Quatre mois et demi avant la généralisation de la semaine de 4,5 jours en primaire, le nouveau ministre de l’Éducation nationale a précisé que le décret de Vincent Peillon n’est pas caduc. « Mais nous publierons un autre texte sous une dizaine de jours, en complément. Il s’agira d’un assouplissement significatif qui permettra de tenir compte des expérimentations de qualité, qui poursuivent l’objectif de la réforme mais peinaient à s’inscrire dans le cadre du décret de janvier » 2013, a-t-il indiqué. « Le principe des 9 demi-journées sera maintenu mais je ne m’interdis rien. Les formules favorables à l’enfant primeront sur un cadre théorique trop strict. Je tends la main aux maires, en particulier ruraux, et à ceux qui rencontreraient des difficultés. Mon bureau est ouvert mais je tiens à avertir les élus qui, par pure provocation politique, comme M. Copé, affirment qu’ils refuseront d’appliquer la réforme [des rythmes scolaires], qu’ils se mettraient alors dans l’illégalité ».

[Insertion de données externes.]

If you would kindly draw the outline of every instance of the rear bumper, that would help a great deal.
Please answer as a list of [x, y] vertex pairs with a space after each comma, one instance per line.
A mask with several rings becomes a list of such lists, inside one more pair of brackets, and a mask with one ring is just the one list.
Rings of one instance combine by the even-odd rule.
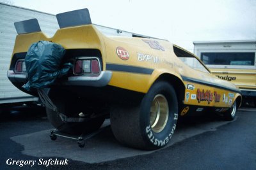
[[[26, 83], [28, 81], [27, 74], [17, 74], [12, 70], [8, 70], [7, 76], [12, 83]], [[109, 71], [101, 71], [99, 75], [73, 76], [61, 82], [63, 85], [78, 85], [104, 87], [109, 82], [112, 77], [112, 72]]]

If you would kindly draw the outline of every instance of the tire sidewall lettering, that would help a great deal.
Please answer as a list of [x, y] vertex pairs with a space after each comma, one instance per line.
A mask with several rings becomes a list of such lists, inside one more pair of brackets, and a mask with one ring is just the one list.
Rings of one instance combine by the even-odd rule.
[[[150, 90], [145, 95], [146, 97], [143, 98], [140, 108], [141, 134], [145, 142], [153, 148], [161, 148], [169, 143], [176, 129], [178, 119], [177, 99], [175, 99], [174, 97], [176, 97], [172, 95], [175, 91], [172, 89], [171, 90], [165, 90], [170, 87], [170, 85], [165, 82], [162, 84], [161, 87], [159, 88], [157, 85], [152, 89], [152, 90]], [[150, 117], [148, 116], [151, 103], [157, 94], [163, 95], [166, 98], [169, 106], [169, 117], [166, 127], [161, 132], [157, 133], [151, 129]]]

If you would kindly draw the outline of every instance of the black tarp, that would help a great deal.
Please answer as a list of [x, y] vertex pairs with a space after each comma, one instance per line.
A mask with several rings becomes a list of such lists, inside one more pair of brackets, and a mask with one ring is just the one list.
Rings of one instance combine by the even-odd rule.
[[47, 87], [67, 74], [72, 64], [63, 63], [65, 53], [59, 44], [47, 41], [32, 44], [25, 57], [28, 81], [22, 87], [29, 91]]

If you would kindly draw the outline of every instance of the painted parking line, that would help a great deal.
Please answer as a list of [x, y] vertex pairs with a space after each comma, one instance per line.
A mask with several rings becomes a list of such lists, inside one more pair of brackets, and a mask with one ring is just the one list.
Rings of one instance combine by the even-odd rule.
[[[178, 127], [172, 141], [166, 146], [186, 138], [216, 131], [218, 127], [230, 122], [207, 122], [193, 125]], [[108, 126], [109, 121], [106, 121]], [[84, 148], [79, 148], [76, 141], [58, 137], [56, 141], [50, 139], [51, 129], [12, 137], [11, 139], [24, 146], [22, 154], [38, 158], [64, 157], [86, 163], [99, 163], [119, 159], [149, 154], [155, 151], [143, 151], [124, 146], [115, 138], [109, 126], [97, 135], [87, 139]]]

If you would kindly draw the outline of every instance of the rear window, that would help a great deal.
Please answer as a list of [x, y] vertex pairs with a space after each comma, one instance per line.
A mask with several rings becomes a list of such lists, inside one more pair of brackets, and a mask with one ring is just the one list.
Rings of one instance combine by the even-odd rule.
[[255, 52], [205, 52], [201, 59], [209, 65], [254, 66]]

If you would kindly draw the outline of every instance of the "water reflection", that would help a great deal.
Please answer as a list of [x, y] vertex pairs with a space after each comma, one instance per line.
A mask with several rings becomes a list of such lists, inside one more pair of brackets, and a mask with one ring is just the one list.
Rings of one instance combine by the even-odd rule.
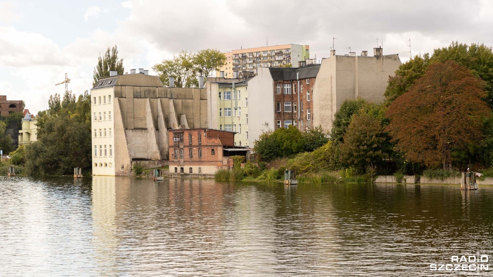
[[430, 275], [491, 254], [492, 192], [0, 177], [0, 274]]

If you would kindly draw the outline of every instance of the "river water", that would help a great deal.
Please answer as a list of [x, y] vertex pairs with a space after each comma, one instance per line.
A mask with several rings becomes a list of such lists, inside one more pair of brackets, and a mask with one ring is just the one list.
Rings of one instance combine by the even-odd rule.
[[0, 176], [0, 275], [431, 275], [493, 260], [492, 208], [486, 187]]

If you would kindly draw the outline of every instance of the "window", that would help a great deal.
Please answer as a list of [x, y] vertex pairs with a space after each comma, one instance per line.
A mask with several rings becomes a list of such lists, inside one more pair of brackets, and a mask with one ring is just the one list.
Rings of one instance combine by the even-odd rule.
[[287, 112], [291, 112], [291, 102], [289, 101], [284, 102], [284, 111]]
[[231, 116], [231, 108], [224, 108], [224, 116]]
[[284, 91], [285, 94], [291, 94], [291, 84], [285, 84], [283, 85], [283, 91]]

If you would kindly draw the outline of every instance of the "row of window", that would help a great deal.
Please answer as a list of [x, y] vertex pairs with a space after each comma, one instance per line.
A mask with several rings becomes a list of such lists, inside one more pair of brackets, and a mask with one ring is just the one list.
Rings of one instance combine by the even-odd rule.
[[[193, 172], [193, 171], [194, 171], [193, 169], [192, 169], [191, 167], [190, 167], [190, 168], [188, 168], [188, 173], [194, 173], [194, 172]], [[178, 167], [175, 167], [175, 173], [178, 173]], [[183, 167], [180, 167], [180, 173], [183, 173]], [[202, 168], [201, 168], [201, 167], [199, 167], [199, 173], [202, 173]]]
[[[98, 132], [96, 131], [96, 129], [94, 129], [94, 137], [98, 137]], [[112, 136], [111, 134], [111, 128], [108, 129], [109, 131], [109, 134], [108, 135], [108, 132], [106, 132], [106, 128], [104, 129], [99, 129], [99, 137], [111, 137]]]
[[[103, 146], [104, 147], [104, 152], [103, 152]], [[109, 146], [109, 147], [107, 147]], [[109, 150], [109, 155], [108, 155], [108, 150]], [[103, 154], [104, 154], [103, 155]], [[98, 146], [94, 146], [94, 156], [98, 156]], [[113, 146], [110, 144], [109, 145], [104, 145], [99, 146], [99, 156], [100, 157], [112, 157], [113, 156]]]
[[[98, 98], [99, 100], [99, 105], [107, 104], [107, 103], [106, 103], [106, 99], [107, 99], [107, 98], [106, 98], [106, 95], [103, 95], [103, 96], [98, 96]], [[107, 100], [108, 100], [108, 103], [107, 103], [107, 104], [111, 104], [111, 95], [108, 95]], [[92, 105], [96, 105], [96, 96], [94, 96], [94, 97], [92, 97]]]
[[[98, 116], [96, 114], [96, 113], [94, 112], [92, 113], [93, 116], [93, 119], [94, 121], [98, 121]], [[99, 121], [105, 121], [106, 120], [106, 112], [99, 112]], [[108, 120], [111, 120], [111, 112], [108, 112]]]
[[[183, 159], [183, 155], [184, 150], [183, 148], [180, 148], [179, 149], [175, 148], [173, 150], [173, 159], [175, 160], [178, 159], [178, 152], [180, 152], [180, 160]], [[216, 150], [215, 149], [211, 149], [211, 154], [215, 155], [216, 154]], [[202, 148], [198, 149], [198, 157], [199, 159], [202, 159]], [[193, 148], [188, 148], [188, 157], [190, 159], [194, 158], [194, 149]]]
[[[202, 133], [198, 133], [197, 135], [198, 135], [198, 144], [202, 144]], [[188, 133], [188, 145], [192, 145], [192, 133]], [[179, 134], [175, 134], [175, 135], [173, 136], [173, 140], [175, 142], [175, 145], [178, 145], [178, 142], [183, 141], [183, 134], [182, 133], [180, 133]]]
[[[99, 163], [99, 167], [103, 167], [103, 163], [104, 164], [104, 167], [108, 167], [108, 163]], [[98, 163], [94, 163], [94, 167], [98, 167]], [[113, 163], [109, 163], [109, 167], [113, 167]]]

Interrogé sur la priorité au primaire, qui tarde à être visible sur le terrain à travers des mesures comme la scolarisation des enfants de moins de 3 ans, la refonte de l’éducation prioritaire et le dispositif « plus de maîtres que de classes », il a rétorqué : « je comprends la préoccupation légitime des enseignants et des parents, si souvent échaudés par des promesses non tenues. Moi, ministre de l’Éducation nationale, je serai le garant de la création de 60 000 postes au terme du quinquennat. Pour des raisons mécaniques liées au temps du recrutement et de la formation, il faudra attendre 2015 pour constater cette montée en puissance dans les classes ». Quand aux réserves de la Cour des comptes sur la pertinence des 60 000 créations de postes, il a fait valoir : « la Cour des comptes ne compte pas les inégalités sociales. Lincoln disait : Si vous trouvez que l’éducation coûte cher, essayez l’ignorance. Si nous n’agissons pas, le chômage continuera d’augmenter et la perte de compétitivité s’accentuera ».

M. Hamon, également ministre de l’Enseignement supérieur et qui fait jeudi son premier déplacement en province, dans l’académie de Metz-Nancy, a indiqué qu’il n’était pas favorable à une hausse des frais d’inscriptions à l’université.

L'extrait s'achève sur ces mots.